De Wet Deregulering Beoordeling Arbeidsrelaties (Wet DBA) is een onderwerp van discussie. Zo is in de Zorg veel gaande om zzp’ers te vervangen door vaste medewerkers of om medewerkers in te huren via uitzend- of detacheringsbureaus. Sommige bedrijven hebben een totale stop op de inhuur van zzp’ers gezet. Dat raakt vele zzp’ers in meer of mindere mate. Zo ook inkoopprofessionals.
De Belastingdienst is sinds kort weer (actief) aan het handhaven. Toch blijft het naleven van deze wet een complexe uitdaging voor zowel opdrachtgevers als opdrachtnemers. Hoe zwart-wit is de handhaving en naleving van de Wet DBA nu eigenlijk? Handhaving en naleving dient binnen de geest van de wet plaats te vinden en zaken als redelijkheid en billijkheid spelen hier een rol.
De basis van de Wet DBA
De Wet DBA is op 1 mei 2016 ingegaan en verving de Verklaring Arbeidsrelatie (VAR). Het doel was helder: schijnzelfstandigheid tegengaan en zorgen voor een heldere scheidslijn tussen werknemers en echte zelfstandigen. Gedwongen zelfstandigheid moet hierdoor voorkomen worden en sociale premies en loonbelasting afgedragen.
Klinkt simpel, maar de praktijk blijkt een stuk weerbarstiger. Niet voor niets was er een handhavingsmoratorium ingesteld door de Belastingdienst tot 1 januari van dit jaar. Na 9 jaar is dit dan toch maar opgeheven, alleen in mijn optiek is de Wet DBA er niet anders of makkelijker op geworden. Daarom zou de VBAR de DBA per 1 januari 2026 moeten vervangen. Echter de Raad van State geeft aan dat de beoogde maatregelen van de Wet VBAR slechts een beperkte bijdrage zullen leveren aan de knelpunten op de arbeidsmarkt. Ben benieuwd of we na een jaartje handhaven een nieuwe wet krijgen die wel duidelijkheid schept over het werken als zzp’er…

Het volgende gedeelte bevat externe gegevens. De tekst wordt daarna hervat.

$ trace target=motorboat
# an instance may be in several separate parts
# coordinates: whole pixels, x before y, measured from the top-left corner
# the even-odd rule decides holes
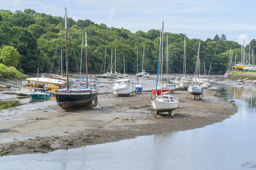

Even terug naar de basis; schijnzelfstandigheid ontstaat wanneer iemand formeel als zzp’er werkt, maar feitelijk als werknemer wordt behandeld. Denk hierbij aan een situatie waarin een zzp’er afhankelijk is van één opdrachtgever, instructies moet opvolgen alsof hij in loondienst is, of structureel werkzaamheden uitvoert die niet van een zelfstandige aard zijn.
De wet legt de verantwoordelijkheid voor het juist beoordelen van arbeidsrelaties zowel bij de opdrachtgever als bij de zzp’er. Maar hoe ga je nu om met een tijdelijke capaciteitsbehoefte? Specialistische (inkoop)kennis? Of ad hoc werkzaamheden?
Bijvoorbeeld één van de criteria is persoonlijke arbeid. Jouw organisatie is op zoek naar een inkoopadviseur die een kei is in het transformeren van de inkoopafdeling naar strategisch niveau. Daar heb je met de nodige moeite eindelijk iemand voor gevonden. Volgens de letter van de wet moet zo iemand zichzelf kunnen laten vervangen… Maar dat wil je niet, want je zocht juist deze specialist die inkoop op de kaart kan zetten. Mag dit dan toch?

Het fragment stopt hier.